Dengan alasan produksi pula, pemerintah lalu menjalin kerja sama dengan negara lain untuk membangun sektor pertanian. Dibuatlah perjanjian-perjajian kerjasama yang sekilas tampak menguntungkan. Indonesia pun masuk sistem tata niaga yang sudah diatur oleh negara-negara maju.
Seolah terkena euforia, pemerintah lalu asyik membina hubungan dagang dengan berbagai negara. Berbagai fasilitas dikerahkan, mulai dari pengurangan bea masuk, tarif, akses diperluas, asalkan negara lain mau diajak bermitra. Pemerintah getol betul mencari referensi strategi dari negara-negara industri maju seperti Amerika, Eropa, Jepang dan Taiwan. Namun akhirnya kita terjebak pada sisi industrialiasasi non pertanian daripada membuat sektor pertanian lebih berdaya. Misalnya, kita terpaku pada penyediaan alat berat dan alat pendukung pertanian.
Indonesia pun terlihat nyaman dianggap sebagai pasar produk pangan. Apalagi kondisi perekonomian kita sedang berkembang. Celakanya lagi, Indonesia tidak punya strategi yang konkrit mengenai pembangunan pertanian dan pangan. Padahal sebagai negara agraris, sepatutnya Indonesia bergerak leluasa membangun perekonomian dengan pula mempertimbangkan aspek lingkungan.
Berdasarkan kajian SPI, pemerintah bisa membenahi sektor pertanian dengan pendekatan kesejahteraan petani. Salah satu caranya bisa dengan mengembangkan badan usaha milik petani di kabupaten, dimana ada unit khusus pengolahan bahan baku.
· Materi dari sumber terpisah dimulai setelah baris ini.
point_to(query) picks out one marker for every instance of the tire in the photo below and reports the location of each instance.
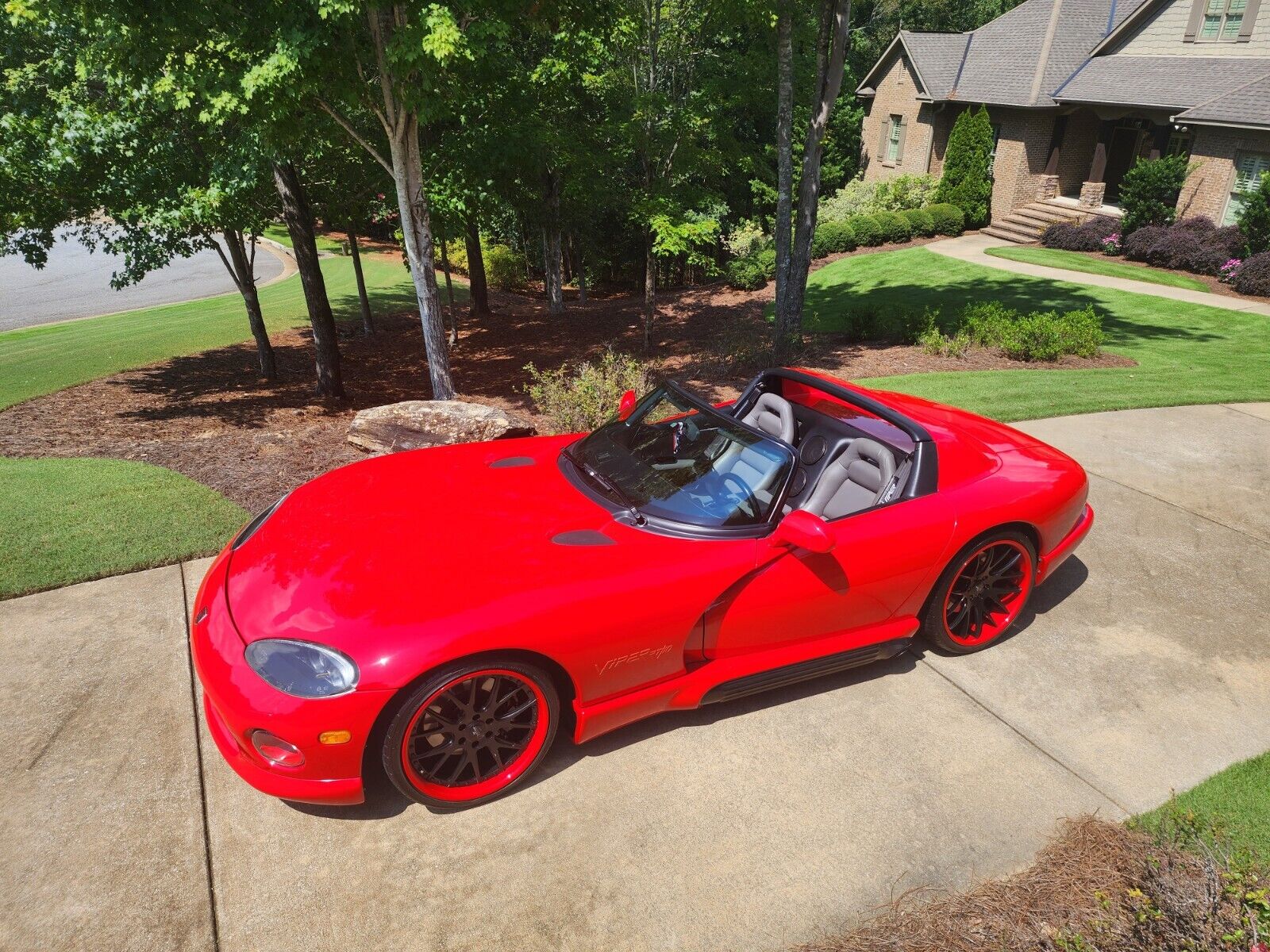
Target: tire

Misalnya, ada unit untuk pengolahan kentan menjadi bahan jadi atau untuk mengolah cabe mentah menjadi saus sambal. Lalu generasi muda di desa juga diajarkan metode direct selling (penjualan langsung) agar distrubusi lancar. "Jadi ada penyerapan tenaga kerja," katanya.
Apabila pendekatan produksi masih ingin diterapkan, maka pemerintah seharusnya menyediakan fasilitas berupa harga dasar untuk semua komoditas pertanian. Tanpa harga dasar yang layak, petani akan terus enggan menggenjot produksi. Selain itu perlu ada proteksi lahan pertanian agar tidak dikonversi menjadi bentuk lain. Tanpa serangkaian jaminan tersebut, jangan heran petani rela menjual tanahnya untuk membangun properti ketimbang digarap untuk kebutuhan pangan nasional.